Precarious employment score (PE score <−3) increased from 9.7 to 12% between 1992 and 2017, a relative increase of 23.7% (Figure 1, Table 3). The largest increase took place between 2002 and 2012. LFS data on temporary employment available from 2002 show very little increase overall and none over the last 10 years of the study.

Figure 1.

Figure 1

Trends in precarious employment, self-employment, and unemployment in Sweden, 1992–2017. Note: LFS (Labor Force Survey). (a) Trends in precarious employment. (b) Trends in self-employment, unemployment and temporary employment.

Table 3.

Proportion of workers in precarious employment (PE score <−3) in Sweden, 1992–2017.

1992 1997 2002 2007 2012 2017 1992–2017
Relative Change
1997–2017
Relative Change
Men Women Men Women Men Women Men Women Men Women Men Women Men Women Men Women
Total 8.7 10.7 10.2 11.1 9.9 11 11.8 12.2 13.3 13.7 13.9 13.7 59.8 28.0 36.3 23.4
Age
≤24 28.6 28.6 39.2 43.2 38.3 45.7 41.7 51.9 44.6 54.9 44.5 51.3 55.6 79.4 13.5 18.8
25–34 9.2 12.3 11.2 14.3 11.4 14.1 15.4 16.8 17.1 18.4 18 18.9 95.7 53.7 60.7 32.2
35–44 5.9 8.2 7.4 8.6 7 8.6 7.8 8.6 8.4 9.3 10 10 69.5 22.0 35.1 16.3
45–54 4.3 5.8 5.2 5.1 5.4 5.2 6.3 5.6 6.8 6.8 7.1 6.9 65.1 19.0 36.5 35.3
≥55 4 6.3 4 4.6 4.6 4.7 4.9 4.3 5.6 4.9 6.3 5.3 57.5 −15.9 57.5 15.2
Region of birth
Africa 28.6 28.5 31.5 34.1 27.8 28.8 33.4 26.4 34.5 30.1 35.6 32.6 24.5 14.4 13.0 −4.4
Asia 30.2 28.9 36.2 33 32.7 29.8 37.3 28.9 35.4 29.3 35.6 27.8 17.9 −3.8 −1.7 −15.8
Europe and Oceania 14.2 15.7 21.1 22 17.1 19.6 20.9 20.2 20.9 21.2 19.7 20.7 38.7 31.8 −6.6 −5.9
North America 22.8 26.3 26.2 27 22.9 25 22.9 22.8 23.1 24.5 22.4 22.9 −1.8 −12.9 −14.5 −15.2
South America 21.2 22.3 25.8 26 23.6 23.4 24.9 23 23.9 21.9 20.9 19.9 −1.4 −10.8 −19.0 −23.5
Sweden and Nordics 8.1 10.2 9.1 10.2 8.6 9.8 9.8 10.9 10.8 11.9 10.5 11.2 29.6 9.8 15.4 9.8
Employer Size
1 46.6 65.8 50.6 66.5 47.5 62.5 47.2 56.7 50.4 59.3 48.4 56.7 3.9 −13.8 −4.3 −14.7
2–9 18.6 31 25.1 36.1 23.6 34.3 26.3 33.8 26.5 34.8 25.9 33.2 39.2 7.1 3.2 −8.0
10–49 8.2 13.9 11.4 17.3 10.8 16 8.9 15.4 9.2 15.8 9.7 14.6 18.3 5.0 −14.9 −15.6
50–249 4.6 9.3 6.3 11.6 6.6 11.5 5.5 9.9 5.5 10.1 6.9 11 50.0 18.3 9.5 −5.2
≥250 5.9 7.4 5.7 6.5 5.8 6.9 4.3 5.2 5 5.9 6.7 6.7 13.6 −9.5 17.5 3.1
Sector
Private 8.7 15.4 11.4 18.3 10.8 16.9 9.9 15.6 10.3 15.9 11.2 15.8 28.7 2.6 −1.8 −13.7
Public 9.3 8.2 7 6.1 7 6.2 4.1 4.1 5.2 4.7 6.8 5.3 −26.9 −35.4 −2.9 −13.1
Educational level
Primary 9.2 14.1 10.9 14.4 13.1 17.2 17.2 20.7 20.2 25 25 29.9 171.7 112.1 129.4 107.6
Secondary 9.5 11.5 11.7 12.5 10.6 12.2 12.2 14 13.6 16.1 13.5 15.9 42.1 38.3 15.4 27.2
Post-secondary 5 5.3 5.9 6.5 5.9 6.5 7.5 7.6 8.3 8.2 8.9 8.1 78.0 52.8 50.8 24.6

An increased proportion of precariously employed was found across most strata, except for a decline in the public sector, although that curve pointed upwards once again in the last five years of the study.

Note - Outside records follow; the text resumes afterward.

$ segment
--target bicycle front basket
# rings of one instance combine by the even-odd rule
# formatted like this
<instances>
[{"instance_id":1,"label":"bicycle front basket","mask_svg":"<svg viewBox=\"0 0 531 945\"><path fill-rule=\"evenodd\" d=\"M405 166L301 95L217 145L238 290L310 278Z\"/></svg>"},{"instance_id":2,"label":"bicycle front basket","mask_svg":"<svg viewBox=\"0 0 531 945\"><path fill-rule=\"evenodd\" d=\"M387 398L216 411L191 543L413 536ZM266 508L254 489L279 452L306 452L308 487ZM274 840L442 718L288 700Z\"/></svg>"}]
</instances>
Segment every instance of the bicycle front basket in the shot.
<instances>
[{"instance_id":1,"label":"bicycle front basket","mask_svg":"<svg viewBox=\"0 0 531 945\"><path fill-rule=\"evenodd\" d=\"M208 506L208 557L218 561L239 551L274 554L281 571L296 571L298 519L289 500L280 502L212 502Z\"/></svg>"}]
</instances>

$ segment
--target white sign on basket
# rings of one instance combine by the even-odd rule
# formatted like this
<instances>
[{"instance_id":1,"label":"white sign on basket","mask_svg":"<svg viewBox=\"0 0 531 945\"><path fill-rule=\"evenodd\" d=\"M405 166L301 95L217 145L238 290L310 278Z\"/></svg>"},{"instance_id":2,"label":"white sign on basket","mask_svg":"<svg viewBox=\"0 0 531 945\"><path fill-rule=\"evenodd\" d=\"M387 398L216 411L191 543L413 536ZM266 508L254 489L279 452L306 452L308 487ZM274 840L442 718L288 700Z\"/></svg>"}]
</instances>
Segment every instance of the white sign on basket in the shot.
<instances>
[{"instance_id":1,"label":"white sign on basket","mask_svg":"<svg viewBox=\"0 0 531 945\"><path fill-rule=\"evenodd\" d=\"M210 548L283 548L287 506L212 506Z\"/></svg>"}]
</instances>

The stratified analysis gave a more nuanced picture, showing that proportions of men and women in precarious employment were similar in 2017, but had started from a lower level in 1992 for men. There was a sharp increase in precarious employment during the 1990s crisis, 1992–1997, for men, but in the following 20 years, the trend continued—albeit at a slower pace.

In 2017, precarious employment was, with a narrow margin, more common among men than women for the first time. Except for the youngest age group, men had a much worse overall trajectory than women. Interestingly, men from Sweden/other Nordic countries and Europe/Oceania had 29.6%, 38.7% increases in precarious employment, respectively. This was a higher relative increase than for men from other parts of the world during 1992–2017. Also, looking at the 1997–2017 period, Swedish and Nordic men had a higher relative increase than men from other parts of the world. European men were still better-off than non-Europeans in 2017, but the gap had decreased.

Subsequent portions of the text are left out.